Organized by The Left party and the Rosa Luxemburg Foundation, the meeting, which was on the future of the PKK/YPG’s Syrian cantons, brought together senior opposition figures in Turkey, particularly CHP deputy Sezgin Tanrıkulu, Mithat Sancar from the HDP and former HDP deputy Ertuğrul Kürkçü. The parliamentarians shared their table with one of the high-ranking PKK members in Syria, Ilham Ahmed, who, during the meeting, called Turkey an “occupier” and demanded the PKK/YPG be permitted to participate in the negotiation process for a political solution in Syria.
In addition to the aforementioned names, the Turkish daily Sabah reported that Can Dündar – the former editor-in-chief of the Turkish-language daily, Cumhuriyet, who is wanted with a red notice and is on the run on charges of spying and revealing state secrets – was also present at the gathering.

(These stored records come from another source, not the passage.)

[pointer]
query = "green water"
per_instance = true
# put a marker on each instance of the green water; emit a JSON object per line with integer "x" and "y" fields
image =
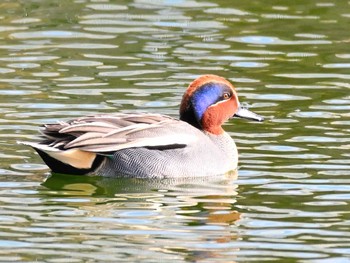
{"x": 289, "y": 61}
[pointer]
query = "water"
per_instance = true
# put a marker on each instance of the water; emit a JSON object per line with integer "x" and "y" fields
{"x": 289, "y": 61}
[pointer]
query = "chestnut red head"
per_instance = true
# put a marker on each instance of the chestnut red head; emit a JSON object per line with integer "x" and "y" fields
{"x": 209, "y": 101}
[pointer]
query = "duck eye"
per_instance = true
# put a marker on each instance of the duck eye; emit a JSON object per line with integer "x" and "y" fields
{"x": 226, "y": 95}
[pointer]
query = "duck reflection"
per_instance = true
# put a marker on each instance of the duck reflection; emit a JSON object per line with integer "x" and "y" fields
{"x": 186, "y": 215}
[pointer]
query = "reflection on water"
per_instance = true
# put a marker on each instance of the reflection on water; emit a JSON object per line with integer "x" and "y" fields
{"x": 289, "y": 62}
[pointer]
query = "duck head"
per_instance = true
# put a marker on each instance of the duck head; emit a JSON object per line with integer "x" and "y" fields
{"x": 211, "y": 100}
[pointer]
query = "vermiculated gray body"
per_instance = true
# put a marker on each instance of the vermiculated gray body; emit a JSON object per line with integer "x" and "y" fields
{"x": 214, "y": 155}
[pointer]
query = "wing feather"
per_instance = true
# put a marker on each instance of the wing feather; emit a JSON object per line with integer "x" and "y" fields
{"x": 108, "y": 133}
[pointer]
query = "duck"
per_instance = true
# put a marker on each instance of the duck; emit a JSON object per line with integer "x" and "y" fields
{"x": 150, "y": 145}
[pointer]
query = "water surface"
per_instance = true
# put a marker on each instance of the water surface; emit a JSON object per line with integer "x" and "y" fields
{"x": 289, "y": 62}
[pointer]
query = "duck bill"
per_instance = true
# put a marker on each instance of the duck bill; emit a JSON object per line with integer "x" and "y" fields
{"x": 247, "y": 114}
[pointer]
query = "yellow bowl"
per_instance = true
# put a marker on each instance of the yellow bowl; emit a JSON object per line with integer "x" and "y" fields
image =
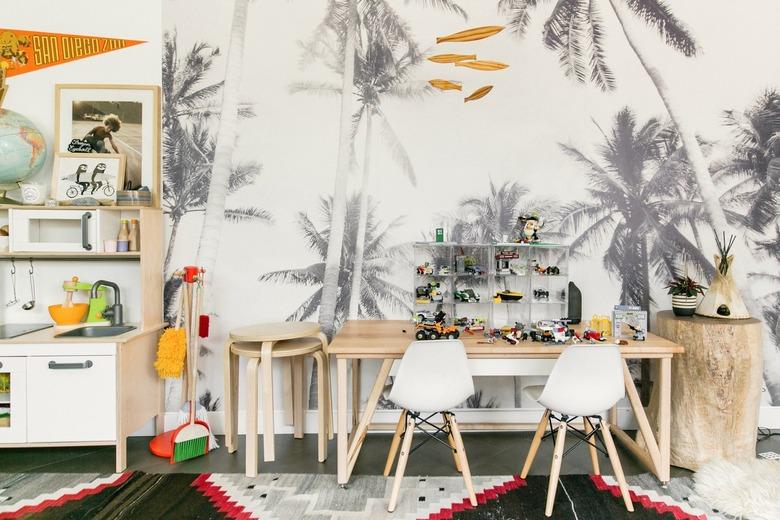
{"x": 68, "y": 315}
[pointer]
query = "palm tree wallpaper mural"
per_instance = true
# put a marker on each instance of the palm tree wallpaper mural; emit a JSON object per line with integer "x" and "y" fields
{"x": 313, "y": 126}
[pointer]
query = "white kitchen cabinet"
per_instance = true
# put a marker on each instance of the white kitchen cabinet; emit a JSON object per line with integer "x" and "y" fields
{"x": 71, "y": 398}
{"x": 60, "y": 231}
{"x": 13, "y": 408}
{"x": 80, "y": 393}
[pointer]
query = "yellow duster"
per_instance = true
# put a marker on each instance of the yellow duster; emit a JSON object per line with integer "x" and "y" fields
{"x": 171, "y": 350}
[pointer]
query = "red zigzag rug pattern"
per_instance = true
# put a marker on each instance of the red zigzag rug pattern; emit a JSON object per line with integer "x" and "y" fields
{"x": 301, "y": 496}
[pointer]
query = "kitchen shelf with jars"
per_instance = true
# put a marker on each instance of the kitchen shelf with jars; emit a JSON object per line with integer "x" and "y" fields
{"x": 492, "y": 285}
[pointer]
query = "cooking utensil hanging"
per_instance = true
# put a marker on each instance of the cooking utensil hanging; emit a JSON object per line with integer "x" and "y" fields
{"x": 14, "y": 300}
{"x": 30, "y": 304}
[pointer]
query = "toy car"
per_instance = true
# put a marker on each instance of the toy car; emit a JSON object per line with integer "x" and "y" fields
{"x": 592, "y": 335}
{"x": 548, "y": 269}
{"x": 426, "y": 331}
{"x": 424, "y": 269}
{"x": 466, "y": 296}
{"x": 422, "y": 294}
{"x": 541, "y": 294}
{"x": 507, "y": 296}
{"x": 425, "y": 316}
{"x": 475, "y": 270}
{"x": 435, "y": 292}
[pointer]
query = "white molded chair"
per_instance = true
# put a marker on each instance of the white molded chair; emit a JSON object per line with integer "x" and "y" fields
{"x": 433, "y": 377}
{"x": 585, "y": 381}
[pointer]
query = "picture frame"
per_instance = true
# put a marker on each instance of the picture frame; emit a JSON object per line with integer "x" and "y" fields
{"x": 81, "y": 178}
{"x": 110, "y": 119}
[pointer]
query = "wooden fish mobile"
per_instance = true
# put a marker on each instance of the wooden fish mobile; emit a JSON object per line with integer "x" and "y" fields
{"x": 451, "y": 58}
{"x": 444, "y": 84}
{"x": 482, "y": 65}
{"x": 479, "y": 93}
{"x": 470, "y": 35}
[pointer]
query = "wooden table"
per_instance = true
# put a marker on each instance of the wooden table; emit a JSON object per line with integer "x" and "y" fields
{"x": 386, "y": 340}
{"x": 717, "y": 391}
{"x": 265, "y": 335}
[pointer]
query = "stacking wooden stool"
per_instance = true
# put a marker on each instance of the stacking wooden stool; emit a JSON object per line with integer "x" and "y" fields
{"x": 261, "y": 344}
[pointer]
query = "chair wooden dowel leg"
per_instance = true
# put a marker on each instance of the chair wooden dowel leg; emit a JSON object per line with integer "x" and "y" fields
{"x": 399, "y": 430}
{"x": 537, "y": 440}
{"x": 251, "y": 417}
{"x": 322, "y": 399}
{"x": 464, "y": 463}
{"x": 555, "y": 470}
{"x": 297, "y": 364}
{"x": 594, "y": 453}
{"x": 616, "y": 467}
{"x": 401, "y": 468}
{"x": 451, "y": 441}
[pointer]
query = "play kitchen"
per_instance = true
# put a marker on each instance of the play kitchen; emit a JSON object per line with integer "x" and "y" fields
{"x": 80, "y": 311}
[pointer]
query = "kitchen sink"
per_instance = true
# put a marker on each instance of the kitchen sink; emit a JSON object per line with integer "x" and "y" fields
{"x": 96, "y": 332}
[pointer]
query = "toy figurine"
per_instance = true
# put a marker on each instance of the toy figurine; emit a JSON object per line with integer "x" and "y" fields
{"x": 424, "y": 269}
{"x": 422, "y": 294}
{"x": 527, "y": 228}
{"x": 546, "y": 269}
{"x": 639, "y": 334}
{"x": 436, "y": 330}
{"x": 541, "y": 294}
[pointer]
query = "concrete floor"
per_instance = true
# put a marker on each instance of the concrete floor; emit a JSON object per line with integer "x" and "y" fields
{"x": 489, "y": 453}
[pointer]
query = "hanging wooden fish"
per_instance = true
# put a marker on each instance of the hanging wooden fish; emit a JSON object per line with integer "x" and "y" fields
{"x": 479, "y": 93}
{"x": 445, "y": 84}
{"x": 470, "y": 35}
{"x": 451, "y": 58}
{"x": 482, "y": 65}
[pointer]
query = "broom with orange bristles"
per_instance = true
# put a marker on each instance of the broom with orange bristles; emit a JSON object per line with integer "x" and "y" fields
{"x": 191, "y": 439}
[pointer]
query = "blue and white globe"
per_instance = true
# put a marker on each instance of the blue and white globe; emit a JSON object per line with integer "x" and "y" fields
{"x": 22, "y": 148}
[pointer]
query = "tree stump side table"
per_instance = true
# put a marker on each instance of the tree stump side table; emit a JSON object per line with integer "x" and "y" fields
{"x": 716, "y": 387}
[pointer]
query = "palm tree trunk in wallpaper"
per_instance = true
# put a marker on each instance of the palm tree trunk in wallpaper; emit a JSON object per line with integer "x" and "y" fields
{"x": 226, "y": 140}
{"x": 330, "y": 283}
{"x": 687, "y": 134}
{"x": 360, "y": 240}
{"x": 171, "y": 243}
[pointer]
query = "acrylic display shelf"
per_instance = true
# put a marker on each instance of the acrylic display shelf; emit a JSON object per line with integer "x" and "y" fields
{"x": 487, "y": 269}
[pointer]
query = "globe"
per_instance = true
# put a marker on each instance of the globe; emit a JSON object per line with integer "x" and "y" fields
{"x": 22, "y": 148}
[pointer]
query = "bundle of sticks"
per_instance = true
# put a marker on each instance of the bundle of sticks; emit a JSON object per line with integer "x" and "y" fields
{"x": 3, "y": 86}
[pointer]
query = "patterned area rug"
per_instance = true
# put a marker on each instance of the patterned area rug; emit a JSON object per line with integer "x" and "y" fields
{"x": 318, "y": 497}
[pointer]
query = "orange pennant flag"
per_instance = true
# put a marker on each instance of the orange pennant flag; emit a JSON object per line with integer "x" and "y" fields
{"x": 24, "y": 51}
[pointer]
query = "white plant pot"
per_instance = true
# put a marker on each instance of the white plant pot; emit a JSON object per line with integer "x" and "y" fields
{"x": 684, "y": 305}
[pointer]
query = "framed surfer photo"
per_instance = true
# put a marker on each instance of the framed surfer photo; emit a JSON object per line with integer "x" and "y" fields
{"x": 87, "y": 179}
{"x": 102, "y": 119}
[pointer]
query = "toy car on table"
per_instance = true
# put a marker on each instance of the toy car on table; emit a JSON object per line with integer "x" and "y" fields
{"x": 466, "y": 296}
{"x": 508, "y": 296}
{"x": 436, "y": 330}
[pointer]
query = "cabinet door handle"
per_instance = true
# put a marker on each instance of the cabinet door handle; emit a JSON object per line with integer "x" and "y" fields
{"x": 85, "y": 231}
{"x": 53, "y": 365}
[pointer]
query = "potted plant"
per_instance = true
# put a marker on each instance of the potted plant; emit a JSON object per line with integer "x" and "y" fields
{"x": 685, "y": 293}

The Turkish government has long accused the HDP of close links with the PKK. The HDP is known for its support of autonomy in regions where large Kurdish populations live. Also, some of its members have been charged or accused of having links to the PKK. Its former co-leader, Selahattin Demirtaş, was arrested in November 2016 over propaganda in support of the terrorist organization.
The CHP has refrained from officially including the HDP in its electoral alliance amid fears of a possible backlash from its secular-nationalist voter base. Yet, the candidate lists for the upcoming elections unveiled the scope of cooperation between the CHP and HDP, which led to some harsh reactions within its own party organization.

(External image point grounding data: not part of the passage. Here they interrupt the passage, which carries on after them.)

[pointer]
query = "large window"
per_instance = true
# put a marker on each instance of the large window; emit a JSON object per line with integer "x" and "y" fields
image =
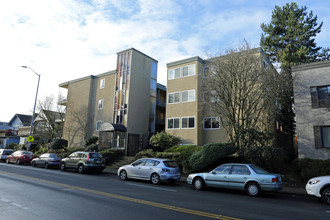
{"x": 211, "y": 123}
{"x": 320, "y": 96}
{"x": 173, "y": 123}
{"x": 322, "y": 136}
{"x": 188, "y": 122}
{"x": 100, "y": 104}
{"x": 184, "y": 71}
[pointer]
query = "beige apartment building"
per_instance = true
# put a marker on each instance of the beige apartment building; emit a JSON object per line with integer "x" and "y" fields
{"x": 119, "y": 106}
{"x": 187, "y": 115}
{"x": 312, "y": 106}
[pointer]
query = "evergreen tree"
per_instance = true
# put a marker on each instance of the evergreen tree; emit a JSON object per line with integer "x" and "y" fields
{"x": 290, "y": 36}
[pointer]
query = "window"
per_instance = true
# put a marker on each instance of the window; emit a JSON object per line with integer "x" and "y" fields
{"x": 322, "y": 136}
{"x": 173, "y": 123}
{"x": 320, "y": 96}
{"x": 211, "y": 123}
{"x": 188, "y": 122}
{"x": 100, "y": 105}
{"x": 98, "y": 125}
{"x": 188, "y": 96}
{"x": 174, "y": 97}
{"x": 102, "y": 83}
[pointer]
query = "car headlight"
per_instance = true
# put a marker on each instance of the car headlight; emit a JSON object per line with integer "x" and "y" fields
{"x": 312, "y": 182}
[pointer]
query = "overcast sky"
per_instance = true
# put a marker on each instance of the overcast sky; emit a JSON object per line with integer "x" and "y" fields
{"x": 64, "y": 40}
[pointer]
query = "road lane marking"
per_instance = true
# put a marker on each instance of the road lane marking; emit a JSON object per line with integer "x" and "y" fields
{"x": 151, "y": 187}
{"x": 125, "y": 198}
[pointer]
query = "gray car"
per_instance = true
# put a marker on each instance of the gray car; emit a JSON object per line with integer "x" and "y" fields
{"x": 246, "y": 177}
{"x": 4, "y": 153}
{"x": 47, "y": 160}
{"x": 83, "y": 161}
{"x": 152, "y": 169}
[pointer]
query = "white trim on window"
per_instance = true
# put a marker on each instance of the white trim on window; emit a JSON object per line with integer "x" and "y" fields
{"x": 211, "y": 122}
{"x": 188, "y": 126}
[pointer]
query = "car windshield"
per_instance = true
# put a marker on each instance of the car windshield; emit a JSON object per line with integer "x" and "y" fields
{"x": 95, "y": 155}
{"x": 170, "y": 164}
{"x": 258, "y": 170}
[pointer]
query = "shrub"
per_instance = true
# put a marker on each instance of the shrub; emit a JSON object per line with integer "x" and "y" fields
{"x": 58, "y": 144}
{"x": 91, "y": 140}
{"x": 93, "y": 147}
{"x": 162, "y": 141}
{"x": 145, "y": 153}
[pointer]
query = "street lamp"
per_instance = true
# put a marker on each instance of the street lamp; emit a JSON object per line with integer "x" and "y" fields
{"x": 35, "y": 102}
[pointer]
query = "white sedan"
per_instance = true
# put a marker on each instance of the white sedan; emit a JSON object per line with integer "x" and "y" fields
{"x": 319, "y": 187}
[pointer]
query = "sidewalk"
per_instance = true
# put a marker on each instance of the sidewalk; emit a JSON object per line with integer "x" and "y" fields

A couple of days before attending the meeting in Berlin, Tanrıkulu and Sancar were present at a secret session in Turkish Parliament on the northwestern Syrian province of Idlib, where classified matters on Turkey’s Operation Spring Shield were discussed.

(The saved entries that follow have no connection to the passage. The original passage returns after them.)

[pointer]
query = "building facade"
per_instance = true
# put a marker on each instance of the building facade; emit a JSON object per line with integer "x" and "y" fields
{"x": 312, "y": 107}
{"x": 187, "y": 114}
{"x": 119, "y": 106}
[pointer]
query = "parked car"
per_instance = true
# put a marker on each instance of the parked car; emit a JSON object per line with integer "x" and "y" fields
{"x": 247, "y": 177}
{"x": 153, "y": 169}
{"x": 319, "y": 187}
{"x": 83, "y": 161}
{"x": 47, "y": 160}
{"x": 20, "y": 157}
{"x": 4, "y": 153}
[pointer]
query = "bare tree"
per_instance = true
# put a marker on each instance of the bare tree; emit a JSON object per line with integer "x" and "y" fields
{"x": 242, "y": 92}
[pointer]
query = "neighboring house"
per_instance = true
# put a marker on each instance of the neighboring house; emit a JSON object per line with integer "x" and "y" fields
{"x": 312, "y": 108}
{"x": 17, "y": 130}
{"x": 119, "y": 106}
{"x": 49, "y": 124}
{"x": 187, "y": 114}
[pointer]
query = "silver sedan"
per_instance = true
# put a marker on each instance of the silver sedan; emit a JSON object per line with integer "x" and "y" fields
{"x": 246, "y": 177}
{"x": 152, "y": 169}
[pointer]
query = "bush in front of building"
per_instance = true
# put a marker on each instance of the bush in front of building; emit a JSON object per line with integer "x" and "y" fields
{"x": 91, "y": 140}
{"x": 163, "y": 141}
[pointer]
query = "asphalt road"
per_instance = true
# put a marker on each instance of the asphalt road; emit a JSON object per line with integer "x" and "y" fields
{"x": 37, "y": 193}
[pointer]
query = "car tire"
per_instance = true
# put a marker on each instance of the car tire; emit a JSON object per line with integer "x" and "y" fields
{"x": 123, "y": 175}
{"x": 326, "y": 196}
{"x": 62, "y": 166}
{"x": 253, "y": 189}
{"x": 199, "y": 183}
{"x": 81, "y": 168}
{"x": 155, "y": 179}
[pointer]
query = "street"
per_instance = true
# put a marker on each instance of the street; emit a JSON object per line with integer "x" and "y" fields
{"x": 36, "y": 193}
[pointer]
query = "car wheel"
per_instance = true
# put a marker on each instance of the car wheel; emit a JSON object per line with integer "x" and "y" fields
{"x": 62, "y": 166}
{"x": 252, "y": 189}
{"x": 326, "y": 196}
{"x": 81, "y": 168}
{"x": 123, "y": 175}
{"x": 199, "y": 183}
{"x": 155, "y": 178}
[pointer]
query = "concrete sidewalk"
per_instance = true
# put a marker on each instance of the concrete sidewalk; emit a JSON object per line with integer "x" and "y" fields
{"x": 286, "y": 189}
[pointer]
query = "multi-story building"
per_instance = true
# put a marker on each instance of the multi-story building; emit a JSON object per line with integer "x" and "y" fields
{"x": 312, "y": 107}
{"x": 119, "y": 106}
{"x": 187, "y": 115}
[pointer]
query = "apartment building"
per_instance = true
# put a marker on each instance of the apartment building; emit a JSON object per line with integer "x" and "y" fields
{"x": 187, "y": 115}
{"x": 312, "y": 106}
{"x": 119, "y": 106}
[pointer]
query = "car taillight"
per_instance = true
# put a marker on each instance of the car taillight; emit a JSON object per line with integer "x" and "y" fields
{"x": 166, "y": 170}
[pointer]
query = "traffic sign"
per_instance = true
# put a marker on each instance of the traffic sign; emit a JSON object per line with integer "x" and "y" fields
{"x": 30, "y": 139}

Speaking during the meeting, a politician from The Left, Stefan Liebich, said that Germany’s perspective on the PKK/YPG should change and the bans on the terrorist groups’ symbols should be lifted.
Turkey has long criticized European authorities for tolerating PKK activities in their countries and has pressured them to take stricter measures against the propaganda, recruitment and fundraising activities of the group.
The PKK, which is listed as a terrorist organization by Turkey, the U.S. and the EU, has waged a terror campaign against Turkey for more than 35 years and has been responsible for the deaths of nearly 40,000 people, including women and children.
Despite its status as a designated international terrorist organization, the PKK has enjoyed relative freedom in European cities and has a particularly strong presence in Germany. PKK supporters have been allowed to hold rallies, recruit militants and collect funds in Germany, which is home to some 5 million people of Turkish origin, including Kurds. The PKK has been banned in Germany since 1993, but it is still active, with nearly 14,000 followers among the country's Kurdish immigrant population.